Metin Külünk kişisel Twitter hesabından savunma sanayiinin gelişimine dair bilgiler verdi.

"Ukrayna – Rusya savaşından çok daha büyük sonuçları olacak küresel çatışma çıkabilir" diyen Metin Külünk, "ABD ve Çin başta olmak üzere Japonya ve birkaç batılı devletin de bu büyük savaştan büyük zararlar görebilir." ifadelerini kullandı.

Metin Külünk'ün paylaşımı şöyle:

III. DÜNYA SAVAŞI DURUMUNDA TÜRKİYE’NİN TAVRI NE OLMALI?

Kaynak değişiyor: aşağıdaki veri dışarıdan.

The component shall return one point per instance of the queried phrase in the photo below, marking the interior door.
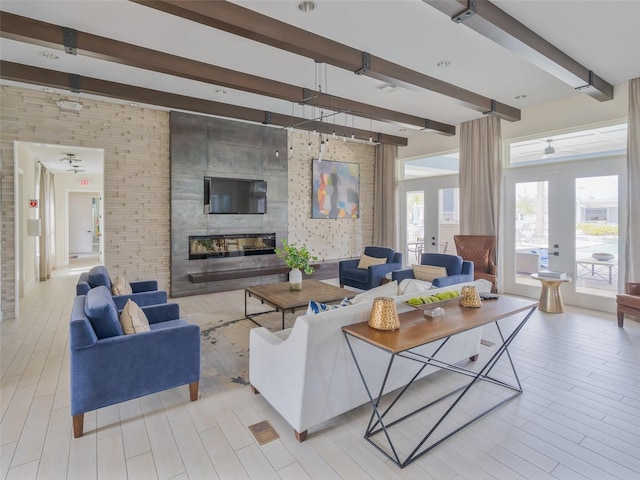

Dünya henüz Ukrayna – Rusya savaşını yaşarken Çin ile ABD arasında Tayvan üzerinden bir savaş çıkma olasılığı konuşuluyor. Olası bir savaşta Ukrayna – Rusya savaşından çok daha büyük sonuçları olacak küresel çatışma çıkabilir. ABD ve Çin başta olmak üzere Japonya ve birkaç batılı devletin de bu büyük savaştan büyük zararlar göreceği açıktır. Özellikle Çin’in Tayvan’ı işgal durumunda ABD’nin Çin’e askeri bir cevap vermesi her iki ülkenin de gücünü kıracak ve küresel arenada büyük bir boşluk açılacaktır. Ondan önce bu olası büyük savaşın etkilerini en aza indirecek tüm tedbirlerin Türkiye tarafından alınması ve olası savaş durumunda başta ekonomi olmak üzere, askeri ve siyasi senaryoların hazırlanması son derece önemlidir.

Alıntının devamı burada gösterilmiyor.